Larra 1836b

Mariano José de Larra: «Horas de invierno»

El Español 420 (25 de diciembre de 1836), 1–2.

Fuente: Francisco Lafarga, Carole Fillière, M.ª Jesús García Garrosa & Juan Jesús Zaro, Pensar la traducción en la España del siglo XIX, Madrid, Escolar y Mayo, 2016, 153–154.

 

El editor de esta colección, que bastan a recomendar los autores de cuyas obras se echa mano para ella, tiene harto acreditado su buen gusto para que su publicación pudiera confundirse en el sinnúmero de otras del mismo género y que con títulos semejantes duermen en nuestras librerías. Conocido por producciones originales y artículos muy recomendables insertos en El Artista, se ha lanzado cuerpo y alma en la traducción. Esto es un efecto natural de nuestra decadencia, del poco premio, del ningún estímulo, del peligro, del escalón que ocupa, en fin, en las jerarquías europeas la sociedad española. […]

[2] Escribir y crear en el centro de la civilización y de la publicidad, como Hugo y Lherminier, es escribir. Porque la palabra escrita necesita retumbar, y como la piedra lanzada en medio del estanque, quiere llegar repetida de onda en onda hasta el confín de la superficie; necesita irradiarse, como la luz, del centro a la circunferencia. Escribir como Chateaubriand y Lamartine en la capital del mundo moderno es escribir para la humanidad; digno y noble fin de la palabra del hombre, que es dicha para ser oída. Escribir como escribimos en Madrid es tomar una apuntación, es escribir en un libro de memorias, es realizar un monólogo desesperante y triste para uno solo.
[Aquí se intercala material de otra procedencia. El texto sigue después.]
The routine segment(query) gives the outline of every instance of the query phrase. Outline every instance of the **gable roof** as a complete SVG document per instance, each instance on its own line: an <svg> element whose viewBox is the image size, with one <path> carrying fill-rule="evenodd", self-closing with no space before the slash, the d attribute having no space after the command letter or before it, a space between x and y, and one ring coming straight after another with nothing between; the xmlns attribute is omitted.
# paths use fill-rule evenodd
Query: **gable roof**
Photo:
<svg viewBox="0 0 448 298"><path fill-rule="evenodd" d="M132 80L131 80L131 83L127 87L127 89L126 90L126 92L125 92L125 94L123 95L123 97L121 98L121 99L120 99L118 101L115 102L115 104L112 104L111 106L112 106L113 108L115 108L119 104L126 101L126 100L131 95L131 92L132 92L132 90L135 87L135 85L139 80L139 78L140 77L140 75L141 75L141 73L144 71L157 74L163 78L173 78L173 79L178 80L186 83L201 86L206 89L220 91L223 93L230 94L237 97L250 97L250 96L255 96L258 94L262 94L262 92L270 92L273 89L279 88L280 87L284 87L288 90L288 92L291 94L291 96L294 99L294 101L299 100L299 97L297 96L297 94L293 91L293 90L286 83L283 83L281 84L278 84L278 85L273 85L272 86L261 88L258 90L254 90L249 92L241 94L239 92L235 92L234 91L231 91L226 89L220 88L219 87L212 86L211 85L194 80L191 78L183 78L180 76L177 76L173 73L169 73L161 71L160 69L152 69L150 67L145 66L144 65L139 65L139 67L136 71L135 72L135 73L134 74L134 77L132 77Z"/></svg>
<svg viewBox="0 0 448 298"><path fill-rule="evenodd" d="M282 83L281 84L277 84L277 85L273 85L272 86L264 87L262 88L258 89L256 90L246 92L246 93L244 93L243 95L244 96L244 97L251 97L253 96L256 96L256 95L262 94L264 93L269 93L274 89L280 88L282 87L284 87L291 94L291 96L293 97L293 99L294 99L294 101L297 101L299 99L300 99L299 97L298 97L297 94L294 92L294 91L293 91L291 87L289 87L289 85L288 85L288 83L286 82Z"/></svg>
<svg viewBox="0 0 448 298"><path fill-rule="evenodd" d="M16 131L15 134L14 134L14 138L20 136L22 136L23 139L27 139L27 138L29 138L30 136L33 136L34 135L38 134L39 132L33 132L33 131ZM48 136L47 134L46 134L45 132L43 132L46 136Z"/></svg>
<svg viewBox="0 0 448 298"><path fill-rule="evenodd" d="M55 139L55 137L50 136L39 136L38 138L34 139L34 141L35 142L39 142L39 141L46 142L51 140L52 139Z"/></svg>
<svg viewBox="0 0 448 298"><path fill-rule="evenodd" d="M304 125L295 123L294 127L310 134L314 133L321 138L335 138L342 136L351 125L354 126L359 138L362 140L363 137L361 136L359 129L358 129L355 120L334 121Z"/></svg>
Escribir en Madrid es llorar, es buscar voz sin encontrarla, como en una pesadilla abrumadora y violenta. Porque no escribe uno siquiera para los suyos. ¿Quiénes son los suyos? ¿Quién oye aquí? ¿Son las academias, son los círculos literarios, son los corrillos noticieros de la Puerta del Sol, son las mesas de los cafés, son las divisiones expedicionarias, son las pandillas de Gómez, son los que despojan, o son los despojados? […]

Y después de estas reflexiones, ¿querremos violentar las leyes de la naturaleza y pedir escritores a la España? Hay una armonía en las cosas del mundo que no consiente el desnivel; cuando en política tenga Talleyranes o Periers, cuando en armas tenga Soults, cuando en su Cámara tenga Thiers, cuando en ciencias tenga Aragos, entonces tendrá en literatura Chateaubrianes y Balzacs.

Lloremos, pues, y traduzcamos, y en ese sentido demos todavía las gracias a quien se tome la molestia de ponernos en castellano, y en buen castellano, lo que otros escriben en las lenguas de Europa; a los que, ya que no pueden tener eco, se hacen eco de los demás; no extrañemos que jóvenes de mérito como el traductor de las Horas de invierno rompan su lira y su pluma y su esperanza. ¿Qué haría con crear y con inventar? Dos amigos dirían al verle pasar por el Prado: «¡Tiene chispa!». Muchos no lo dirían por no hacer esa triste confesión. Los más no lo sabrían; las bellas creerían hacerle un gran elogio diciéndole: «romántico»; algunos exclamarían: «Es un buen muchacho, ¡pero es poeta!». Otra parte, y no la menor, le calumniaría, le llamaría inmoral y mala cabeza, ¡infernaría su existencia y la llenaría de amargura!